Last month I picked up on an item from the American Art collection highlighted by MAN-scribe Tyler Green: a curious painting of an electric chair by Pop confection artist Wayne Thiebaud. As it happens, I’ve been thinking about Thiebaud since I attended the Nova Art Fair in Chicago, where a number of artworks referenced him directly, and more did so inadvertently. He seems to be on a lot of artists’ radar.
Call it synchronicity. This week I heard back from Thiebaud’s studio on questions Green raised and on which I expanded earlier. Matt Bult (Thiebaud’s son-in-law) said that, as you might expect, Wayne was motivated by his opposition to the death penalty. Thiebaud gets his point across but also develops his use of composition and color with the painting. In that sense, it’s a very good political artwork. It would stand up even if the viewer had no understanding of the significance of the electric chair, and I think that may be an important distinction between propaganda and good political artworks: the latter touch upon political issues, but never to the exclusion of formal or conceptual content.
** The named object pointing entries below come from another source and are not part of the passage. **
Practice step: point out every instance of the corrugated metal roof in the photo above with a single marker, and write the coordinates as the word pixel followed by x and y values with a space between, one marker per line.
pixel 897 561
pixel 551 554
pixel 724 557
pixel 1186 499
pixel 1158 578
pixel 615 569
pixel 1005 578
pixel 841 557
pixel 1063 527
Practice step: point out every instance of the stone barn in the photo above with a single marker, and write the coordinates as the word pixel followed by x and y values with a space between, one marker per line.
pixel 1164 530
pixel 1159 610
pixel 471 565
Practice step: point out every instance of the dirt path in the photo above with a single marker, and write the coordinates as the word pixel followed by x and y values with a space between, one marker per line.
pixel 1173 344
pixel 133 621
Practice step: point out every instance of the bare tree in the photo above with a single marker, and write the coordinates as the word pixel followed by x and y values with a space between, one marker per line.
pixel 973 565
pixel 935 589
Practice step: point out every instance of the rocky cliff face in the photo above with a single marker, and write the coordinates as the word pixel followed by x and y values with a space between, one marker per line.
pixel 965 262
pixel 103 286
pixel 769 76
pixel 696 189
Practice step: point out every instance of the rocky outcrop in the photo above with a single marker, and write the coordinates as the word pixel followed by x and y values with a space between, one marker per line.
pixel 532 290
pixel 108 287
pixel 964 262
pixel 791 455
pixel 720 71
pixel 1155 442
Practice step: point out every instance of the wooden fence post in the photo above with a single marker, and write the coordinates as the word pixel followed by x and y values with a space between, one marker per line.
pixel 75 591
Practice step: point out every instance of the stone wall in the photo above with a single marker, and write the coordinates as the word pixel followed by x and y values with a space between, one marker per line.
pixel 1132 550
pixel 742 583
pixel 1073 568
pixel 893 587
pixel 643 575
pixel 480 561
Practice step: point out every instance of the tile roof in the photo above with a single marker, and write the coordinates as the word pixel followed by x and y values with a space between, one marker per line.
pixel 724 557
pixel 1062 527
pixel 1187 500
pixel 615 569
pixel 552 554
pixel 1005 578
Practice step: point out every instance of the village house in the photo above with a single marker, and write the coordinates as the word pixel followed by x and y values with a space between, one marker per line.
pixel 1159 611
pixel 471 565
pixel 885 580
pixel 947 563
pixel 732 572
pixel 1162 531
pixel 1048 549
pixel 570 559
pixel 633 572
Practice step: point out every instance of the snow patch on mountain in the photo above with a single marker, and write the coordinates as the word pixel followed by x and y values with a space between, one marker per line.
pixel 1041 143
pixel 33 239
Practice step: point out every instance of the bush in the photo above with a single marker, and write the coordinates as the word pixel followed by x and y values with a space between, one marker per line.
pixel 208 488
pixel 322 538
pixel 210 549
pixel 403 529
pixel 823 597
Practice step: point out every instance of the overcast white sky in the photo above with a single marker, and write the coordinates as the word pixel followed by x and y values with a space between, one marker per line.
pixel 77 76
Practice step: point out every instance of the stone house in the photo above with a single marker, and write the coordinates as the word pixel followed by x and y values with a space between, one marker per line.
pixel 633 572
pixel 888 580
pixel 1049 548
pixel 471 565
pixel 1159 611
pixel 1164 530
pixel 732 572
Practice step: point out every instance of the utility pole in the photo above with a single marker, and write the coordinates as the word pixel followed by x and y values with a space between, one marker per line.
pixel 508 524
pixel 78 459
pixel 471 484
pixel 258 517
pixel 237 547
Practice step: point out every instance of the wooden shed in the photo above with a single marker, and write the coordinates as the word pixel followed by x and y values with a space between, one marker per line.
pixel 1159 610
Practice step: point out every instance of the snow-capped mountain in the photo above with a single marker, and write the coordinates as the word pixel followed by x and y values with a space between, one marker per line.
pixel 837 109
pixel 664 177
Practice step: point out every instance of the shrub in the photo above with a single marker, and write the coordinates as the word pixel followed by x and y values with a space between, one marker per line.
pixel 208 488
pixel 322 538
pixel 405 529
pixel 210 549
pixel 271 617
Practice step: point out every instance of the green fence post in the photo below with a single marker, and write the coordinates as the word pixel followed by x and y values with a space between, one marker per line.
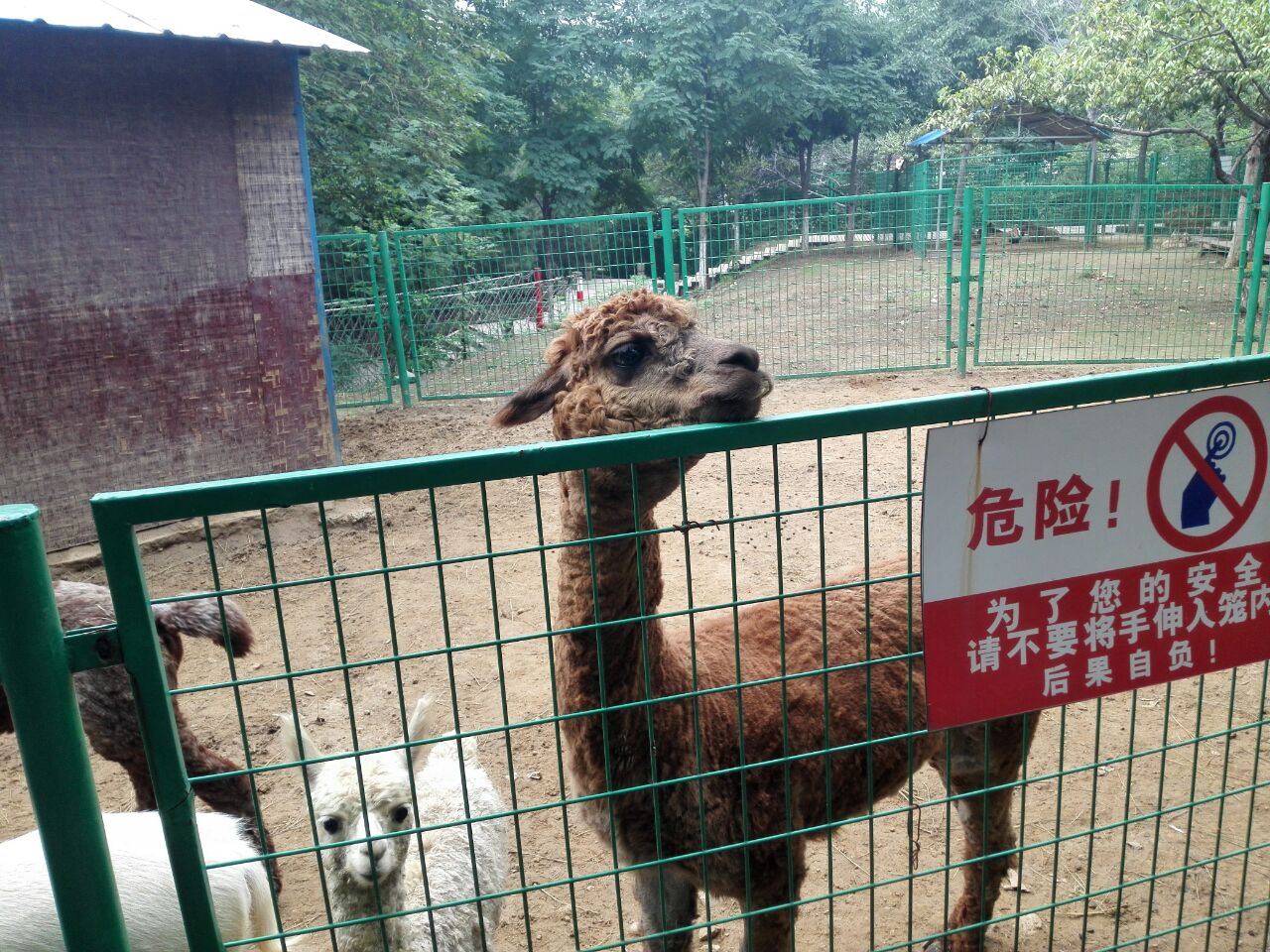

In any event, Bult notes that Thiebaud was thinking about Yves Klein during this time. It’s interesting to think of the artist working off Klein before either hit his mature stride (after 1960 or so). What would Klein’s influence on an artist be before Klein was, you know, Klein?
But the real news is that there are, in fact, three or four similar paintings of electric chairs by Thiebaud. American Art has one, but Thiebaud’s studio can’t trace the rest. Time to check your attic.